Sa biographie est incertaine, du fait des erreurs ou discordances de ses biographes[1]. Il pourrait être assimilé à Jean de Barastre ou non[2].
Né dans les environs de St Albans, vers 1170-1180, Jean étudie les arts libéraux à Oxford[2]. Il quitte l'île d'Albion pour un voyage formateur sur le continent, et gagne les terres des Plantagenêts.
Il étudie la médecine à Paris puis à Montpellier[2]. Il acquiert une notoriété de docte savant pour devenir enseignant dans ces deux villes[1].
En 1191, il soigne Philippe Auguste à Saint-Jean d'Acre[3]. Il enseigne la médecine à Montpellier jusqu'à sa nomination comme Premier médecin du roi Philippe II Auguste, roi de France en 1209 (ou 1198[4]) et enseigne de nouveau à Paris après la mort du roi en 1223[2].

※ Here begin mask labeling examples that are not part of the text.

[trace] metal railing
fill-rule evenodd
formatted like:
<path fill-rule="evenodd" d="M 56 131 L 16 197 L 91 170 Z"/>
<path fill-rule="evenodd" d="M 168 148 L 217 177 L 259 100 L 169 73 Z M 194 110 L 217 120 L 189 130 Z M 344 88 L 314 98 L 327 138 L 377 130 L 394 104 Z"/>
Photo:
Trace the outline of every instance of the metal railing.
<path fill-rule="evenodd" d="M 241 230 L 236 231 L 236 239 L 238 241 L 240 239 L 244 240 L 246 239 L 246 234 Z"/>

En 1209, il est clerc du Roi et reçoit par donation de Simon de Poissy un terrain au sud de Paris, à la porte Saint-Jacques, où il fonde l'hospice Saint-Jacques pour soigner les pauvres. En 1218, il est doyen de Saint-Quentin et met à disposition son terrain pour les frères prêcheurs[5] qui en font leur couvent, en devenant propriétaires des lieux en 1221[2]. Lui entre chez les dominicains en 1231[2]. Il enseigne la théologie à Paris en 1228 avant de partir enseigner à Toulouse en 1233, à la suite de Roland de Crémone[2].
De Toulouse, à l'appel de Robert Grossetête, il retourne en Angleterre en 1235, où il enseigne la théologie à Oxford. De 1237 à 1245, il occupe des postes d'enseignant ou d'homme d'église à Banbury, Leighton (dans le Cambridgeshire) et Lincoln[1].

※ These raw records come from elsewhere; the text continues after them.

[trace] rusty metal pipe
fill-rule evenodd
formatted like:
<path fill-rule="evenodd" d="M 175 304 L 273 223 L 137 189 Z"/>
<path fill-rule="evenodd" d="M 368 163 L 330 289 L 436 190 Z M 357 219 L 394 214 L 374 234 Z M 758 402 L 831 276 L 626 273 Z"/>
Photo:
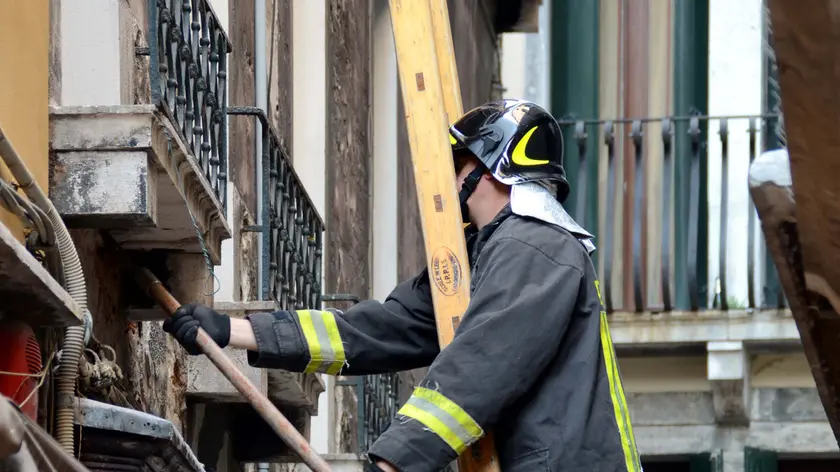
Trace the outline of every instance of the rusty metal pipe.
<path fill-rule="evenodd" d="M 178 300 L 163 287 L 163 284 L 148 269 L 139 268 L 135 273 L 135 279 L 170 316 L 181 306 Z M 280 413 L 280 410 L 265 395 L 257 390 L 257 387 L 236 367 L 222 348 L 213 341 L 213 338 L 201 328 L 198 328 L 196 342 L 204 355 L 210 358 L 210 361 L 239 390 L 239 393 L 257 410 L 257 413 L 265 419 L 283 442 L 300 455 L 306 465 L 315 472 L 330 472 L 330 466 L 312 449 L 306 438 L 295 429 L 292 423 L 283 416 L 283 413 Z"/>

En 1239, il est conseiller du roi d'Angleterre Henri III. Prêtre et médecin, il assiste en 1242 le chef pirate de Lundy, William Marsch[1] ou William de Marisco[6], lors de son exécution, et en 1253 Robert de Grossetête à sa mort[1].
Sa dernière trace historique est 1258, où il guérit Richard de Clare (6e comte de Gloucester) d'un empoisonnement[1] ; il serait mort peu après[7].